Tijd vs. Temperatuur – Wat verandert wat?
Het is waar dat er een negatieve correlatie is tussen kooktijd en temperatuur: hoe hoger de temperatuur, hoe korter de kooktijd. Maar het is zeer niet-lineair. Zelfs als je rekening zou houden met het feit dat temperatuur wordt gemeten op een verhoudingsschaal en niet op een intervalschaal, waarbij het werkelijke nulpunt bij 0 Kelvin ligt, heb je er nog niets aan.
Inwendige temperatuur
Bekijk eerst het gemakkelijkste deel van het proces: de relatie tussen de inwendige temperatuur van het voedsel en de gaarheid van het voedsel. Voedsel koken met warmte is wachten tot bepaalde thermodynamische veranderingen plaatsvinden, bijvoorbeeld in het geval van vlees, wacht je tot de eiwitten denatureren. Dit betekent dat je begint met de nogal gekrulde eiwitmolecule, en nadat deze voldoende brownian beweging heeft ondergaan, ontrafelt hij een beetje, waarbij enkele van de zwakkere bindingen tussen atomen verloren gaan.
De kans dat een molecuul na een constante hoeveelheid tijd, zeg 1 seconde, is gedenatureerd, moet ruwweg een Gaussische verdeling volgen, afhankelijk van de temperatuur van het voedsel (hogere temperatuur -> het molecuul schudt en beweegt meer, en botst meer tegen andere moleculen, waardoor de zwakke ternaire en quarternaire bindingen breken):
Volgens het centrale limiettheorema vertelt bovenstaande verdeling je ook welk percentage van de miljoenen moleculen in je voedsel na een seconde zal worden omgezet in de gekookte toestand.
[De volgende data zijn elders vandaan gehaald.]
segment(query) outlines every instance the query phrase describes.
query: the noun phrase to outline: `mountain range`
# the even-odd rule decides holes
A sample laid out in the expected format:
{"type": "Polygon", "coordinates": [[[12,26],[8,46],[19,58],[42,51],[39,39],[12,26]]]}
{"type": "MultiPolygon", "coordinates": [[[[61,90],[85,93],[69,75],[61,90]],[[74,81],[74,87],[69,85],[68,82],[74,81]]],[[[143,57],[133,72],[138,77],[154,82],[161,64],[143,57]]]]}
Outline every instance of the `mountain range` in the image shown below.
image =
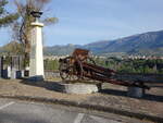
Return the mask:
{"type": "MultiPolygon", "coordinates": [[[[0,52],[15,52],[18,48],[17,42],[10,42],[0,47],[0,52]],[[17,47],[15,47],[17,46],[17,47]]],[[[75,48],[90,50],[99,56],[123,56],[123,54],[142,54],[142,56],[163,56],[163,30],[148,32],[137,34],[114,40],[96,41],[87,45],[65,45],[45,47],[45,56],[66,56],[71,54],[75,48]]],[[[16,51],[18,52],[18,51],[16,51]]]]}
{"type": "Polygon", "coordinates": [[[93,54],[163,54],[163,30],[137,34],[114,40],[97,41],[88,45],[66,45],[45,47],[45,54],[70,54],[75,48],[90,50],[93,54]]]}

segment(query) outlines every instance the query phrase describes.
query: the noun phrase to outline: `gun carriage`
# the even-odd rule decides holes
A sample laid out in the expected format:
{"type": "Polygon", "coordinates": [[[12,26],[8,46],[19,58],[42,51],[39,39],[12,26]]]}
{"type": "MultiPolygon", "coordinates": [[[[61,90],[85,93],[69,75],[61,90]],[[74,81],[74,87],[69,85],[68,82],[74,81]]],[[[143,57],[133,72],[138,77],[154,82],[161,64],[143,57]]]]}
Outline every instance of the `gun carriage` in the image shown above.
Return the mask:
{"type": "Polygon", "coordinates": [[[149,89],[142,81],[124,81],[117,77],[121,75],[116,71],[97,65],[89,57],[89,50],[75,49],[72,56],[60,59],[59,62],[60,76],[64,81],[93,79],[101,83],[149,89]]]}

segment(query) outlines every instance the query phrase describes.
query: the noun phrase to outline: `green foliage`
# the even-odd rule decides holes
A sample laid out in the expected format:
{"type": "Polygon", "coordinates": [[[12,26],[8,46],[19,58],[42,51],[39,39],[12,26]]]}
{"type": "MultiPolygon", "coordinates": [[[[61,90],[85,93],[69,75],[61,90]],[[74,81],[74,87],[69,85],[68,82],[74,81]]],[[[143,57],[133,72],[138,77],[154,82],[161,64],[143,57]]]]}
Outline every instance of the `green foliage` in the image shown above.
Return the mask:
{"type": "Polygon", "coordinates": [[[45,70],[46,71],[58,71],[59,70],[59,60],[45,60],[45,70]]]}
{"type": "Polygon", "coordinates": [[[117,60],[116,58],[95,59],[98,65],[116,70],[121,73],[163,73],[163,60],[117,60]]]}

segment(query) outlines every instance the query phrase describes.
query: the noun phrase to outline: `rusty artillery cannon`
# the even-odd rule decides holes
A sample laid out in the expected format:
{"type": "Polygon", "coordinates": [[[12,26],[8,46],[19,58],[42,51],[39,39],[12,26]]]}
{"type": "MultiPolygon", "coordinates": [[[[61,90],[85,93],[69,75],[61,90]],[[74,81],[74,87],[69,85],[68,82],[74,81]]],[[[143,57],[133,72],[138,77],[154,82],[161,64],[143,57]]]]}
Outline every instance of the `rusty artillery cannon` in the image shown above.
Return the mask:
{"type": "Polygon", "coordinates": [[[75,49],[73,54],[60,59],[60,76],[64,81],[95,79],[122,86],[149,89],[142,81],[124,81],[117,72],[96,64],[89,57],[89,50],[75,49]]]}

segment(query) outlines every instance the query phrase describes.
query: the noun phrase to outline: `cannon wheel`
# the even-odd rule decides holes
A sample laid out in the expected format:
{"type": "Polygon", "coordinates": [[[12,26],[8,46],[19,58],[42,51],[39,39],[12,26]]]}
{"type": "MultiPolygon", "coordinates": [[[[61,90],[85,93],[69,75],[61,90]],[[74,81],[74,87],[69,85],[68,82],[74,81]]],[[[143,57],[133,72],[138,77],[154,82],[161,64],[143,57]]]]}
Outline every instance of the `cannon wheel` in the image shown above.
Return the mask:
{"type": "Polygon", "coordinates": [[[60,71],[60,76],[62,79],[67,79],[68,78],[68,64],[61,62],[60,66],[59,66],[59,71],[60,71]]]}
{"type": "Polygon", "coordinates": [[[60,62],[59,71],[60,76],[64,81],[78,81],[83,78],[82,62],[77,60],[75,63],[71,63],[71,58],[66,58],[67,63],[60,62]]]}
{"type": "MultiPolygon", "coordinates": [[[[86,59],[85,62],[96,65],[95,60],[92,58],[89,58],[89,57],[86,59]]],[[[86,74],[90,74],[90,76],[93,76],[93,74],[95,74],[92,71],[85,71],[85,72],[86,72],[86,74]]],[[[91,78],[89,78],[89,77],[83,77],[83,79],[91,81],[91,78]]]]}

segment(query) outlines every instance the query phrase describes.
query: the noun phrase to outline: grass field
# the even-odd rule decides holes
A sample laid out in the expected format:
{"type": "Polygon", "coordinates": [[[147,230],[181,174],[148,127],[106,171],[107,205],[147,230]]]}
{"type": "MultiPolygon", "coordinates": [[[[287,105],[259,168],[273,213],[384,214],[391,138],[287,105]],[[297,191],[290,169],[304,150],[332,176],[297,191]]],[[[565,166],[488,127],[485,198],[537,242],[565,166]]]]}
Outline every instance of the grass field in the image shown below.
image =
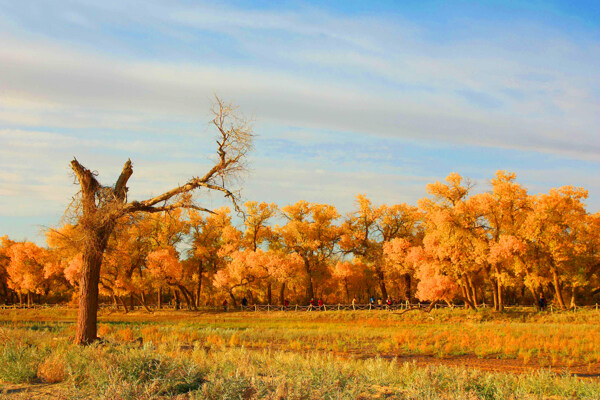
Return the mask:
{"type": "Polygon", "coordinates": [[[600,399],[600,313],[0,313],[8,398],[600,399]]]}

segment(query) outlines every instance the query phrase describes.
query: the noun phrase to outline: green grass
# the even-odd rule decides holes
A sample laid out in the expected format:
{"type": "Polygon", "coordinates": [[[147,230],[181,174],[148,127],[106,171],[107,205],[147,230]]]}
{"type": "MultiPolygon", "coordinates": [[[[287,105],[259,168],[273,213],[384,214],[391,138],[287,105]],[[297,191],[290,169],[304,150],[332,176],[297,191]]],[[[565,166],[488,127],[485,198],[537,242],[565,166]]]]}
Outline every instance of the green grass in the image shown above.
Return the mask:
{"type": "Polygon", "coordinates": [[[0,314],[0,382],[54,376],[65,398],[600,399],[598,379],[567,372],[485,372],[394,358],[519,361],[528,354],[530,365],[575,357],[596,368],[587,361],[599,343],[591,311],[104,314],[103,341],[85,348],[71,344],[72,311],[45,321],[11,312],[0,314]]]}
Dit verklaart waarom, als je suikerstroop verhit, je bij een bepaalde temperatuur bijna onmiddellijk karamel krijgt – je hebt de temperatuur bereikt waarbij meer dan 99% van je moleculen na een seconde in de gekarameliseerde toestand zullen overgaan – maar als je suiker heel lang bij lagere temperaturen laat staan, zal het ook karameliseren. Dit komt omdat na voldoende seconden van één molecule op de tienduizend die karameliseert per seconde, je de hele suikerklont karameliseert. Aan de andere kant is je kamertemperatuur zo laag, dat misschien maar één molecuul op een miljard zich zal omzetten in suiker die op kamertemperatuur is opgeslagen, en zul je eeuwen moeten wachten voordat alles is gekarameliseerd. Dat komt omdat je op een bijna vlak punt helemaal links van de curve zit.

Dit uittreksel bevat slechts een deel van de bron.